Le pape François vise encore à ne pas bousculer les traditions: pas question par exemple d'ouvrir la prêtrise à des hommes mariés ou la condamnation des relations entre personnes de même sexe malgré son soutien à "une loi d'union civile".

Autre échec majeur pour le pape: la lutte contre les scandales sexuels dans l'Église. Si le religieux a appelé à "affronter la vérité" et n'a eu de cesse prôner la tolérance zéro vis-à-vis des prêtres agresseurs, lançant notamment la création de bureaux de signalement dans les diocèses, son action a déçu. Il a ainsi refusé de recevoir la Commission indépendante sur les abus sexuels dans l’Église, mise en place en France.


Le secret pontifical qui entoure les dossiers d'agressions sexuelles a été levé en 2019, mais à des conditions extrêmement strictes: les victimes peuvent désormais connaître la sentence qui frappe leur agresseur, sans pour autant avoir accès au dossier d’instruction, c’est-à-dire aux accusations qui ont été retenues par les juges ou aux raisons qui ont mené à la décision finale.

Quant à la commission pontificale pour la protection des mineurs qui devait proposer des changements structurels dans l'Église, son travail n'a guère abouti.
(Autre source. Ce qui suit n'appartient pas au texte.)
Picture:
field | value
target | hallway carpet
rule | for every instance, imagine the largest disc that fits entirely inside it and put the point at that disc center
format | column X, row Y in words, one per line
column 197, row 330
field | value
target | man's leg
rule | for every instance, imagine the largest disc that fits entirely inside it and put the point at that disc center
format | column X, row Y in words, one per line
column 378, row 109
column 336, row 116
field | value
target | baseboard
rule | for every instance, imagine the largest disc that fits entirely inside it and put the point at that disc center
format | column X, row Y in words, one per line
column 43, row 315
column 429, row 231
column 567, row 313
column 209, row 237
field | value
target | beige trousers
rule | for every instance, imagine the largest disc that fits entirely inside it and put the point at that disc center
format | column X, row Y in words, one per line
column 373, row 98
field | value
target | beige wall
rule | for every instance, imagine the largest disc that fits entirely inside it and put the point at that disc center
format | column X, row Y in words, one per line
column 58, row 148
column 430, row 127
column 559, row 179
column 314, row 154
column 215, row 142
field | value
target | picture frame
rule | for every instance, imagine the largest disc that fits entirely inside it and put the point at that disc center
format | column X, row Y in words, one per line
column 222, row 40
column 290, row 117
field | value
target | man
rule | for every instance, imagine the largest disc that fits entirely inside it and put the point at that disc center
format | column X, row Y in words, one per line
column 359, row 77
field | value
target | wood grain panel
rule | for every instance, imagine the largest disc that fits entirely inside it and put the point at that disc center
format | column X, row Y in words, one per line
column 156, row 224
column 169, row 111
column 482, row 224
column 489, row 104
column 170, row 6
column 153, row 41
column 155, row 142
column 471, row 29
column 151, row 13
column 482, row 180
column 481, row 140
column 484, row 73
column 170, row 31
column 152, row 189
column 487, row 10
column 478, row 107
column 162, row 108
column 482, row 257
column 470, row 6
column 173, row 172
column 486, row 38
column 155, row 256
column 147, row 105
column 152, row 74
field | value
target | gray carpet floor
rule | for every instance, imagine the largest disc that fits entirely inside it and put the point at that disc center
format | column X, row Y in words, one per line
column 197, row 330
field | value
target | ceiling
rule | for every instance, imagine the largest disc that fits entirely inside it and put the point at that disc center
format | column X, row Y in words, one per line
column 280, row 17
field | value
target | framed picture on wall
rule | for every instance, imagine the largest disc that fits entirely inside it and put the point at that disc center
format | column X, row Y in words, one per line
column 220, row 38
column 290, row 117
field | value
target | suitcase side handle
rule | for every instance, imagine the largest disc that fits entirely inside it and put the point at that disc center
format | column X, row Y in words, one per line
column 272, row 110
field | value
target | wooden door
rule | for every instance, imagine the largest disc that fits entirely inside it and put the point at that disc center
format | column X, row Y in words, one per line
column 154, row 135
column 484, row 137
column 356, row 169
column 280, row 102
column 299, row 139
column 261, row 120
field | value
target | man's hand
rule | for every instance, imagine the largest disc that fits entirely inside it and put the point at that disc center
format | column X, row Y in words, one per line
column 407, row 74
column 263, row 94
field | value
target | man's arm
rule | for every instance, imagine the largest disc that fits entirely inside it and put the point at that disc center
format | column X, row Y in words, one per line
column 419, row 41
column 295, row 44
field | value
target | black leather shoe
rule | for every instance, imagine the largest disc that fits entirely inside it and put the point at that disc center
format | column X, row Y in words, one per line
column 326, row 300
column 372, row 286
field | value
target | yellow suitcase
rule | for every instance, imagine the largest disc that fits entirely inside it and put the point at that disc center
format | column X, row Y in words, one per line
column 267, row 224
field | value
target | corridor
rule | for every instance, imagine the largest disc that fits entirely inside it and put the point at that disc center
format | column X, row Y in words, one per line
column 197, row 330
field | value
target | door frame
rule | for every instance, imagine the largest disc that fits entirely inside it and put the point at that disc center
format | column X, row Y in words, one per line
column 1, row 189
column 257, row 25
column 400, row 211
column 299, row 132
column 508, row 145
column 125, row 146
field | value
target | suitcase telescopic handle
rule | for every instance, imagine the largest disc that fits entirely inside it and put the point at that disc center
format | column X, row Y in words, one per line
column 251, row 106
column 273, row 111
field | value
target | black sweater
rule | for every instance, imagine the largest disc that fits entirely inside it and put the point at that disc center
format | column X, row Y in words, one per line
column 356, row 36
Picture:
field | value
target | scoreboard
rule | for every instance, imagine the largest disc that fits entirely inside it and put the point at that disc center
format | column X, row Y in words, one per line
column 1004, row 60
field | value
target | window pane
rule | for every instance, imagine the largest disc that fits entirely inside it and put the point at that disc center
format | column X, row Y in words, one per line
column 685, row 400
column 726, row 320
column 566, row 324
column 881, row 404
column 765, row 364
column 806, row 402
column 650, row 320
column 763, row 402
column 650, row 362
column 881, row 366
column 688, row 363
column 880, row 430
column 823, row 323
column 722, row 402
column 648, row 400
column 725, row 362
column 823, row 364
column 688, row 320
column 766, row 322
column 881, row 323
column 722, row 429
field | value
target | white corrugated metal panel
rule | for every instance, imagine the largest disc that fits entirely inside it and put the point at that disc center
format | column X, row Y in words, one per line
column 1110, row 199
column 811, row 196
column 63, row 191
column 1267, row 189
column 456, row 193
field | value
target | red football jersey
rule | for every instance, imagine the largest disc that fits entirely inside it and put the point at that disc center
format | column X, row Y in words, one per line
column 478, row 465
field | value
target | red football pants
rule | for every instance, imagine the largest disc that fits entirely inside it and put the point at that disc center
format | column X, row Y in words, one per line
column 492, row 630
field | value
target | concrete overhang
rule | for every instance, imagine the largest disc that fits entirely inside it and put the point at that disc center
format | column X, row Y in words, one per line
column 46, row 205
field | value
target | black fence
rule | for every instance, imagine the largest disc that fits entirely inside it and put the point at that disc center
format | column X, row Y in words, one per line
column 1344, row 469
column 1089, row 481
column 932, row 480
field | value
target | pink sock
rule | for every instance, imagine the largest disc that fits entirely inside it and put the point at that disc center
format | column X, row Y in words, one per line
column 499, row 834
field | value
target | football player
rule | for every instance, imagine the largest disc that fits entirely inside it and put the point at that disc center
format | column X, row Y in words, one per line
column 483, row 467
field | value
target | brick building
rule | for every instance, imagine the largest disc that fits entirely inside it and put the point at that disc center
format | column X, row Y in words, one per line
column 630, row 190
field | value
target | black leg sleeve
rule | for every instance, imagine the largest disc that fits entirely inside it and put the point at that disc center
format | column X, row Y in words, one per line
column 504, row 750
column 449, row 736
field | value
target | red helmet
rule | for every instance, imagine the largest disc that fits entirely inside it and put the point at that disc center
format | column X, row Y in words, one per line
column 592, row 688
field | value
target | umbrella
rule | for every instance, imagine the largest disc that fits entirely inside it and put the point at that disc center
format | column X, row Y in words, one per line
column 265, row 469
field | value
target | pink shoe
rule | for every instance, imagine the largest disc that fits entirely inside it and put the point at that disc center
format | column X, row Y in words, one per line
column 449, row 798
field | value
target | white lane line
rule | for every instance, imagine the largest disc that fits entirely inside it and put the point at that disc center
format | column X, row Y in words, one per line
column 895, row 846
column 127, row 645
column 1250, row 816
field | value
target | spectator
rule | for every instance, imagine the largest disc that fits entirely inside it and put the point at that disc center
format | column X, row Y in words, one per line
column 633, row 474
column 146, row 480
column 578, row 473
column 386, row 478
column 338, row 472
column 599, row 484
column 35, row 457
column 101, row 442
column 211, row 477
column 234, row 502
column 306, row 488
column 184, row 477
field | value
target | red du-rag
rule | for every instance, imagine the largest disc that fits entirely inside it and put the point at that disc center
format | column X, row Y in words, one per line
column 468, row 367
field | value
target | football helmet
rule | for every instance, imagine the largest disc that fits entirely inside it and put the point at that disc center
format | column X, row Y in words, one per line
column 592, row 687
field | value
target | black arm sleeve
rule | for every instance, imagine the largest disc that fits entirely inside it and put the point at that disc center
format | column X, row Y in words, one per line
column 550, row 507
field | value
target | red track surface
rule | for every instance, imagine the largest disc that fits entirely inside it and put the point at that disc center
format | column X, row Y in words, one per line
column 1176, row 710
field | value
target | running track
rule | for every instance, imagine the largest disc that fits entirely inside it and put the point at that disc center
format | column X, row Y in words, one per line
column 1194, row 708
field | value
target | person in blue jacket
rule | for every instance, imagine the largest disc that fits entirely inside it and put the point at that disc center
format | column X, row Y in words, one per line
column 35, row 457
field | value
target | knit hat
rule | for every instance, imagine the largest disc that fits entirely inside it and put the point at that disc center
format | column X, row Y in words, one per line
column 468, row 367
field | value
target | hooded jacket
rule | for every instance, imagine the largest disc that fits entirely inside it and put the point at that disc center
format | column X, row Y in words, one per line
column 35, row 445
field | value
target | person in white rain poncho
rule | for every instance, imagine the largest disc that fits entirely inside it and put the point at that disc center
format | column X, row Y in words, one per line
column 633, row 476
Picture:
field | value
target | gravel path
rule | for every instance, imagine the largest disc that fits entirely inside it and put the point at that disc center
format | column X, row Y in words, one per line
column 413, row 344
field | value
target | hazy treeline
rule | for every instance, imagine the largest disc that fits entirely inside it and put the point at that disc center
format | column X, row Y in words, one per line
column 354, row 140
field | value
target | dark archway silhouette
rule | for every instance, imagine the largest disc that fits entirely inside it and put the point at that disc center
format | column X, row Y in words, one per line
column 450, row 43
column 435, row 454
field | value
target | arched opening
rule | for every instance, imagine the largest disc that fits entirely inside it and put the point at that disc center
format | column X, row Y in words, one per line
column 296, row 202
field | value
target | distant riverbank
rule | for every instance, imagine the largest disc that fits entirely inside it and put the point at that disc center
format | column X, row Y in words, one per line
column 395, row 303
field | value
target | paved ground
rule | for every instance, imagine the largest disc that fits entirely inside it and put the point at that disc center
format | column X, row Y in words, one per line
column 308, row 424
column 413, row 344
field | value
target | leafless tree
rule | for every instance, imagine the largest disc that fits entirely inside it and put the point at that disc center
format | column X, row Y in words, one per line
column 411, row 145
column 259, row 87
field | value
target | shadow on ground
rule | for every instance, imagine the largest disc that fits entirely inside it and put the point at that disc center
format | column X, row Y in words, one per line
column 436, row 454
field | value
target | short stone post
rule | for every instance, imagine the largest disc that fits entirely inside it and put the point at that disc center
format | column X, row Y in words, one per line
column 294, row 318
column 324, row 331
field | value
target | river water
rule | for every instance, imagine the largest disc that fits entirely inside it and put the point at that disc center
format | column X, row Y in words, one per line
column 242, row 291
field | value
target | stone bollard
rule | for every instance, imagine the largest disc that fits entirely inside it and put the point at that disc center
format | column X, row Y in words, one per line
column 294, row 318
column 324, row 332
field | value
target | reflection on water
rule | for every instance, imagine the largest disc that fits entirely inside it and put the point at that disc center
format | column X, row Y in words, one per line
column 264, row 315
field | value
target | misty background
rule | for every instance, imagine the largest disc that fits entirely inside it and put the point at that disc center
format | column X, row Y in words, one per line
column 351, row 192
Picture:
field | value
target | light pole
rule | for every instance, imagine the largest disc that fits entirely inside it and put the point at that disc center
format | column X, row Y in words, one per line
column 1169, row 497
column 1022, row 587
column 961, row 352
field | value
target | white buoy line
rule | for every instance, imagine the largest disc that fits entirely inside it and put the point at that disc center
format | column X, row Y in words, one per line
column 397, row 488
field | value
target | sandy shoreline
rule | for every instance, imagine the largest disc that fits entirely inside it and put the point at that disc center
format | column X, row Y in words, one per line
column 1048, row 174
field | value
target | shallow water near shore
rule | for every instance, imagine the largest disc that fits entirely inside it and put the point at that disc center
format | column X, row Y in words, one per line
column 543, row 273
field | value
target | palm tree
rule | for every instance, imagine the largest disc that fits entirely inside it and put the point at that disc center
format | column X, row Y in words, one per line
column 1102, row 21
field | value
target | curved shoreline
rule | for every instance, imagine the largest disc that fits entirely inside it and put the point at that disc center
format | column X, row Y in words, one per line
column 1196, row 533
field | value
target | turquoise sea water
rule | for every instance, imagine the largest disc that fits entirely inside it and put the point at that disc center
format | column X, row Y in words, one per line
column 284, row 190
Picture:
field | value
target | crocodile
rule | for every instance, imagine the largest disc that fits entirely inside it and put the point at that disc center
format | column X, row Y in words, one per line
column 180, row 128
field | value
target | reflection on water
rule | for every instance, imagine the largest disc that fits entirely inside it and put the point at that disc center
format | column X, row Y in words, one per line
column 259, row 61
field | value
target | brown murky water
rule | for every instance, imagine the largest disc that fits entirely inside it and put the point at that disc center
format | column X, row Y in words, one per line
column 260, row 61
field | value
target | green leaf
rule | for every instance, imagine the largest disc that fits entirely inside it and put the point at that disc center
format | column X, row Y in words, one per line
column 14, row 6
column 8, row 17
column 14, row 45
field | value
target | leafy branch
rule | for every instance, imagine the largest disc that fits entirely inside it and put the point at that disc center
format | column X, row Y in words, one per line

Un pouvoir très tourné vers le Sud
Le pape n'a pas non plus réussi à élargir le nombre de pratiquants qui s'effrondre en Europe et qui baisse en Amérique latine tandis que le nombre de baptisés augmentent en Afrique et en Asie.


François a d'ailleurs privilégié tout au long de son exercice les tournées sur ces continents plutôt que de labourer les terres occidentales. Irak, République démocratique du Congo, Mongolie... Le pape se rend sur des terres peu voire jamais visitées par les souverains pontifes.



"Sans doute se dit-il que son rôle n’est pas d’organiser des visites pour aller combler le manque d’initiative des Églises européennes", confiait l'un de ses très proches auprès de La Croix en 2021.


Le basculement géographique de l'Église devrait se poursuivre avec son successeur. Si François avait été élu par 60 européens sur 117 cardinaux en 2013, le nombre d’Asiatiques parmi les potentiels électeurs d’un futur pape ont doublé. De quoi modifier en profondeur l'équilibre géographique au sein du Vatican et ouvrir la porte à un successeur de François venu du Sud de la planète.